The Story of Boio (Long Dick) (c1818 – post-1842) Born in around 1818, Boio (Long Dick) was a Darkinjung man from Brisbane Water. He was tried with Jack Jones, Abraham and Gibber Paddy on 11 May 1835 in the Supreme Court of New South Wales. He had been sent to Sydney Gaol on 2 February 1835 to await trial for his part in robberies at Wyong and Newcastle during 1834. Boio – who is estimated to have been about 17 years old at the time of these robberies – appeared before Judge Dowling and a Military jury:
“Long Dick, Jack Jones, Abraham, and Gibber Paddy, all Aboriginal Natives, belonging to Brisbane Water, stood indicted for stealing a quantity of property, value P50, the goods of Alfred William Jacques, and William Ross [Rust], on the 25th of October, 1834” (Decisions of the Superior Courts of NSW, in Blair, 2003, 55).

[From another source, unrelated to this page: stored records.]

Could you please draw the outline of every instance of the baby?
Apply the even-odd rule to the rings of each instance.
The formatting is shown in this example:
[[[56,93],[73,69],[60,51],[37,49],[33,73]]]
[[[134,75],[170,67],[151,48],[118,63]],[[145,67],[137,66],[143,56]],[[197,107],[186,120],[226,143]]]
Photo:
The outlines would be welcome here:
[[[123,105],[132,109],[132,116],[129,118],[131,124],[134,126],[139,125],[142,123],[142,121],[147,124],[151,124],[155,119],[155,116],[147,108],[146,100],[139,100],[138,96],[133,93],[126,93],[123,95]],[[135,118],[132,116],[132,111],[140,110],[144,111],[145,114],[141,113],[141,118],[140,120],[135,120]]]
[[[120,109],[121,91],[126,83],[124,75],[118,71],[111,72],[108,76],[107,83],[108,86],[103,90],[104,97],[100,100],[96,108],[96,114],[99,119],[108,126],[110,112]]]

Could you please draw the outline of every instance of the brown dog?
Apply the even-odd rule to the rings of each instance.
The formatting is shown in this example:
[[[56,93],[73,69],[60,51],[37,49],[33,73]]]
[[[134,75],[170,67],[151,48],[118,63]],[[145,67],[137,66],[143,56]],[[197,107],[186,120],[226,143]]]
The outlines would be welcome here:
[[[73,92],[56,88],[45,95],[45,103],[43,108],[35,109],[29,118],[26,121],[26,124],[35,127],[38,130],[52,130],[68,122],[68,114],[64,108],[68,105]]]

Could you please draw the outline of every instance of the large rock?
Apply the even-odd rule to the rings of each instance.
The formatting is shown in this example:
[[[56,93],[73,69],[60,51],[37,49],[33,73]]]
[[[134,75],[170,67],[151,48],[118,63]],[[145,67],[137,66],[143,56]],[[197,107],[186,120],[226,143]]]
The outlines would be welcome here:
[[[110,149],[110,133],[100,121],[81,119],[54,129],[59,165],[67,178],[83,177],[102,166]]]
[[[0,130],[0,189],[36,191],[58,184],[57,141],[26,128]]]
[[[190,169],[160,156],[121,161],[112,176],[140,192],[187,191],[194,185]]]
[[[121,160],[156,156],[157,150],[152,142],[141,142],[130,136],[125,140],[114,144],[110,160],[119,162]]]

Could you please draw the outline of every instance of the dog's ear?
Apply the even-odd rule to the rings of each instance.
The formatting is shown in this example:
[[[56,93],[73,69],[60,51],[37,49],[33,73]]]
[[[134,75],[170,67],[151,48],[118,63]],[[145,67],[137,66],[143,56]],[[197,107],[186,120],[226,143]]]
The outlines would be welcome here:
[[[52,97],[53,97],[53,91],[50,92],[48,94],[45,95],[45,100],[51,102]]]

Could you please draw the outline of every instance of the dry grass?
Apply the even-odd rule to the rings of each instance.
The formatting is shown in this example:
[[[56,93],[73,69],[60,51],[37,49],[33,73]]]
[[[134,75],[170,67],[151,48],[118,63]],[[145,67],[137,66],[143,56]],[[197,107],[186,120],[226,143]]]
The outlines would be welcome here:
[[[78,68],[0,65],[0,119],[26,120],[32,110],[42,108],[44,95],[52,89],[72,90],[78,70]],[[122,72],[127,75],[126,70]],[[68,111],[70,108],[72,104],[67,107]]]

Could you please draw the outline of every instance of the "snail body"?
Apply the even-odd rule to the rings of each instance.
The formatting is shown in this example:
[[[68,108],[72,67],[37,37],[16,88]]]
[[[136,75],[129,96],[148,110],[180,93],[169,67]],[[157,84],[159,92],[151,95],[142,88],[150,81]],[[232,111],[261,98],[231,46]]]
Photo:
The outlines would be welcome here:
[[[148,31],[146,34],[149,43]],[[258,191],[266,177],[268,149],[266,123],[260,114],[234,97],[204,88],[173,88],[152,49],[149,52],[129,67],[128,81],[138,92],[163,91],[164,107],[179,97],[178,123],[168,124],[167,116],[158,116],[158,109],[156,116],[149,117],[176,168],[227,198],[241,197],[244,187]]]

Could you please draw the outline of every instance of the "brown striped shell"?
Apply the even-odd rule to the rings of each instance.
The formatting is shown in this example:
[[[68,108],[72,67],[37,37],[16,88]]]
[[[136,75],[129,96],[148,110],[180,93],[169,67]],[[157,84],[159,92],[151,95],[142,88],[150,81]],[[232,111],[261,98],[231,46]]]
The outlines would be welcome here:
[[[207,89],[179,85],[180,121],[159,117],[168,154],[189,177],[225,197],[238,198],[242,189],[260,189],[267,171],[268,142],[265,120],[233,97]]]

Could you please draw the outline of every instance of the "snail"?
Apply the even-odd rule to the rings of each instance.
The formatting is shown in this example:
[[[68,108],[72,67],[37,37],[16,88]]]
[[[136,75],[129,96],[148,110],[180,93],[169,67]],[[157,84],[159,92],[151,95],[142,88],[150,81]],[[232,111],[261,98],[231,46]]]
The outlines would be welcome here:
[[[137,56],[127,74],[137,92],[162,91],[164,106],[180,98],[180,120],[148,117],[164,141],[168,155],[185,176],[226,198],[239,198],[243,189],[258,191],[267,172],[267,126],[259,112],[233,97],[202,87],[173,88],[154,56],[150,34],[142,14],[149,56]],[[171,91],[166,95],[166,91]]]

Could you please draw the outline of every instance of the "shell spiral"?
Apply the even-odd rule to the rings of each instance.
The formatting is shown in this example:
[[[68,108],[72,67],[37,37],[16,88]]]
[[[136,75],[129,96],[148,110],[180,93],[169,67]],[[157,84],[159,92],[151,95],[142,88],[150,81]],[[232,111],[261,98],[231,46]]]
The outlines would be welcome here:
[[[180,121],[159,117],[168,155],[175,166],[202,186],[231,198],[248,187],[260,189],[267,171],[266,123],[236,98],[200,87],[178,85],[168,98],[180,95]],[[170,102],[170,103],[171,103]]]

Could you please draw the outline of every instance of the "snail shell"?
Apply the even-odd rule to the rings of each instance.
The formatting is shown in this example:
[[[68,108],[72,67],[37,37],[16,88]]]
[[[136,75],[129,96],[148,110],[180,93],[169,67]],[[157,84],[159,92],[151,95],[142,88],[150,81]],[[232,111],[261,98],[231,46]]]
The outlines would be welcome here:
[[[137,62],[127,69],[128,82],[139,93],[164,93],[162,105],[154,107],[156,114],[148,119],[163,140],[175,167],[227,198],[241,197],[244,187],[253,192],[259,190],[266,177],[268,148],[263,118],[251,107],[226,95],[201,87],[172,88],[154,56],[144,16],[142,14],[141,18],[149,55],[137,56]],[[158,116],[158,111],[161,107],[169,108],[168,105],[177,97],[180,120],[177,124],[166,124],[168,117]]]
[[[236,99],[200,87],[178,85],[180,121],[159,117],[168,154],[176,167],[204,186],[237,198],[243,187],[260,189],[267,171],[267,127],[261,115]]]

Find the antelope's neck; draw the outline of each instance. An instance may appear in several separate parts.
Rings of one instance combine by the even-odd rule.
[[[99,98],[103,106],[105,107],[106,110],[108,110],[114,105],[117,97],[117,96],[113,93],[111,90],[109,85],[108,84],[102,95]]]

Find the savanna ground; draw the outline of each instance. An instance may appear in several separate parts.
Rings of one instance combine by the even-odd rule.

The same four men were indicted for “putting in bodily fear” Jacques and Rust. All pleaded not guilty. Despite their denials, the jury in this case found all those tried guilty. All were sentenced to death recorded on 14 May 1835. It is not certain what happened to Potory-Minbee (Jack Jones), Abraham or Gibber Paddy after the trial, but it is certain that some of the young men returned to their country. Boil, Nimbo and Jago were among those present on 5 June 1837 when the Return of Aboriginal Natives at Brisbane Water was taken. Boil remained at Brisbane Water for many years. He is listed as receiving blankets at the annual distribution in 1838, 1841 and 1842. It seems he had not married during these years (Blair, 2003, 55).
“Long Dick” invites John Mann, surveyor to attend a grand corroboree on Wyong Creek at Tuggerah Lake in honour of the visiting Wollombi “tribe” (Ford p79) “Long Dick” is an “influential native” of the Broken Bay tribe and tells his guest that the coastal people “joined the Wollombi tribe who were their staunch friends and allies”. (J.F. Mann, 1842 reprinted in, “Brisbane Water 95 years ago: Wollombi Tribe and Gosford Blacks”, The Gosford Times, 5 Nov 1936, p16; in Ford 346). Mann describes some of the night’s events: “Long Dick” arranged “that I should join my companions at Ourimbah…Creek under the guidance of a black named Emu and his wife Mary Ann…We then followed the creek to its junction with the lake, shooting many ducks enroute…The lake abounded with fish of all sorts…several points of land which extended into the lake were black with ducks and water fowl; they were in the thousands [with] countless pelicans. Well laden with spoil, we arrived at the blackfellow’s camp shortly before dusk, and were agreeably surprised to find that by the forethought of Long Dick, a separate encampment had been prepared for us. It was built of sheets of bark, tent shape, and lined with dry grass; a log to sit on, and wood for a fire…Dick now took possession of us and relieved Emu of his responsibility…A bark canoe, paddled by a very old, grey headed man, now silently approached and drew up close to our camp. The canoe was so laden with fish of all sorts as to be but a few inches above water. The old man, by name ‘Jew Fish’ at once commenced to throw the fish on shore…Dick…selected some of the best for our use and undertook to act as cook. Some few opossums, bandicoots, snakes and iguanas and other items had been secured by these people during the day; so with the addition of fish and…eggs we had found in the swan nests, there was a bountiful supply of food…some of the young fellows were special wits and were listened to attentively. Mimicry they excelled in, and it was just as well that none of the individuals personated were present to recognise their peculiarities in the hands of the blacks”. (John F Mann, letter to Colonial Secretary, 1842, courtesy Carl Hoipo, Wollombi Historical Society).